Step 4 - Search for suitable tools for marketing stacks
Now you have a perfect plan and you know your team's needs and budget. This step will take some time, but it's the most important part of the marketing stack. Find out about all the tools available in marketing that are appropriate for your strategy and your team members. Each tool has some unique features and different subscription models. Write down all the details as a summary in a table that includes prices, general descriptions, features, and more. Assuming you are looking for tools for SEO strategies and keyword research, list the main keyword research tools used by other marketers and sheet until you select the tool. Do this for each strategy, create a list, do thorough research, and choose the right tool for your marketing stack.
Step 5 - Add non-marketing tools to your marketing stack
Only by using marketing tools can you improve your workflow and increase your productivity.
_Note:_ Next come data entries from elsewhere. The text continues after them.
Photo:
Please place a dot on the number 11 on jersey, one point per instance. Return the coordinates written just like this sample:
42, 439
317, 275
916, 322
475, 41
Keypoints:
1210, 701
When building a marketing stack, many marketers ignore the importance of non-marketing tools in the marketing stack. Use non-marketing tools to streamline your team's workflow and increase your productivity. There are various project management tools, team collaboration tools, data synchronization tools, cloud storage platforms, and more to help your team more effectively. Adding these tools indirectly to your marketing stack can save you a lot of time. To do this, create and review a table with descriptions, prices, features, and other details.
Step 6 - Edit all data for transfer with a tool
Now that you've purchased all the tools you need for your marketing stack, it's time to move or organize all your data to the right tools. Ask team members to put different types of data in different folders. Just as a folder contains a template for posting on social media, you can move your lead's contacts to Google Docs and share them with all your team members. This allows team members to work on the document together. The procedure is to avoid confusion when signing up for a tool later and get the data to the right tool right away.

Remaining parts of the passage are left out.